My son is a real cuddler, and even though at 7 years old he’s already starting to get embarrassed by cuddles (break my heart), he still thrives on physical contact. On those nights when I know he’s a little more anxious or unsettled, I lie with him for a few minutes at bedtime. We chat about the day, he’ll ask any questions he’s wondering about, but we lie side by side. Sometimes he wraps his arm around my arm and snuggles his head against me. I’m so going to miss these days where he still wants his cuddles. He settles right down and heads off to sleep peacefully when I spend those few minutes. And it’s literally 5-10 minutes, but it brings him that bit of comfort he needs. Some other ideas to incorporate that physical contact might be to sit and read a book together, go for a walk holding hands, watch some TV sitting together, or just work in some extra hugs throughout the evening when you can.
3. Warm milk and honey.
I don’t have much to say about this except that it works! Although people debate the actual effectiveness of drinking warm milk as a sleep aid, and whether or not it is actually caused from the tryptophan in the milk, I have always compared it to the relaxation of having a warm bath. Anytime I had a really hard time sleeping as a kid (and that was often!), my mom would always make me a little mug of warm milk with a spoonful of honey stirred in. I would drink that in bed, and 9 times out of 10, it did the trick.
4. A warm bath.
Speaking of warm baths helping you to relax, my children always have a bath on Sundays! Partly to wash all the weekend dirt and grime off them, but also because it calms them down and gets them ready for sleep. The warmth of the bath soothes muscles (even little ones get achy sometimes!) and calms the body. When I know the anxiety is ramping up in our house, I run a nice warm bubble bath for my kids, and I let them soak and play with their bath toys a little longer than usual. Add a few drops of lavender essential oil to the bath to really add to the relaxation.
5. Sleepy-time snack.
This is something that I started with my son a few years ago, when he was about 5 years old, during a period of intense nightmares and a real fear of the dark. He had a very hard time falling asleep at night, and he often woke with nightmares during the night. One evening when he was particularly anxious, I decided to give him a snack. I told him that’s what I did when I couldn’t sleep, and I made up a little story about these crackers I used to eat that always helped me to fall asleep. I would also nibble on them during the night if I woke up after a bad dream and felt scared.

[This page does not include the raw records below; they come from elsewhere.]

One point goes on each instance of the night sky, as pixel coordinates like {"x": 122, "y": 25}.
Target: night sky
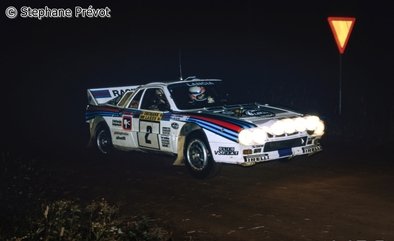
{"x": 280, "y": 53}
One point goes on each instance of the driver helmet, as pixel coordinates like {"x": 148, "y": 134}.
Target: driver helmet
{"x": 197, "y": 93}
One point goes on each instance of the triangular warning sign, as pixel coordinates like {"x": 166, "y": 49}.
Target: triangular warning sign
{"x": 341, "y": 27}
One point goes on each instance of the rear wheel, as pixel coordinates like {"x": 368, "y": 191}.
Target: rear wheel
{"x": 198, "y": 157}
{"x": 103, "y": 140}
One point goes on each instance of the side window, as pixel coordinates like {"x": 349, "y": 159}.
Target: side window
{"x": 155, "y": 99}
{"x": 125, "y": 98}
{"x": 136, "y": 99}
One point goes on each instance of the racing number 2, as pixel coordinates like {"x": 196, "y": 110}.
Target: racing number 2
{"x": 148, "y": 135}
{"x": 148, "y": 131}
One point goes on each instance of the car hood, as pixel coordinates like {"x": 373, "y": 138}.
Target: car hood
{"x": 255, "y": 113}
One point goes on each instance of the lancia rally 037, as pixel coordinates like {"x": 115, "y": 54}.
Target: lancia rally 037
{"x": 192, "y": 120}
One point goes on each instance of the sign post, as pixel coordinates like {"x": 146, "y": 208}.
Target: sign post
{"x": 341, "y": 28}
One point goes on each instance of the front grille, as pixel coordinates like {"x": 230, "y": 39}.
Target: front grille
{"x": 286, "y": 144}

I went downstairs and brought him up four saltine crackers (because he’s four years old…#kidlogic). He was so excited to try “Mommy’s special crackers,” and I told him he could munch on those until he felt sleepy, and then he was to lie down and try going to sleep. He was asleep after two bites of the first cracker! When I went back to check on him a little while later, I saw the dish of crackers with only the one cracker partly eaten, and my son sleeping peacefully at last. It was just enough to take his mind off his worries, and make him feel that he had a solution if he were to wake up and feel scared. That he was in control. He also felt like such a Big Boy, being trusted to eat his snack and go off to bed and he was ready to. All that from a few little crackers!
For a while during that difficult time, we gave him those crackers almost every evening, and he went right off to sleep and slept so soundly. Now that he’s older, we usually only give them to him on Sunday evenings, but they still seem to help.
These are the top five strategies that we found most effective in helping to lessen Sunday night anxiety in our house. They don’t always work, and not every Sunday is a walk in the park with our kids going right off to sleep. But for the most part, these little tricks do help to increase feelings of comfort and relaxation, foster connectedness between us and our children, and help our children to manage any worries they might have. They are not exclusive to Sunday evenings either! I just find that that’s when we seem to need them the most.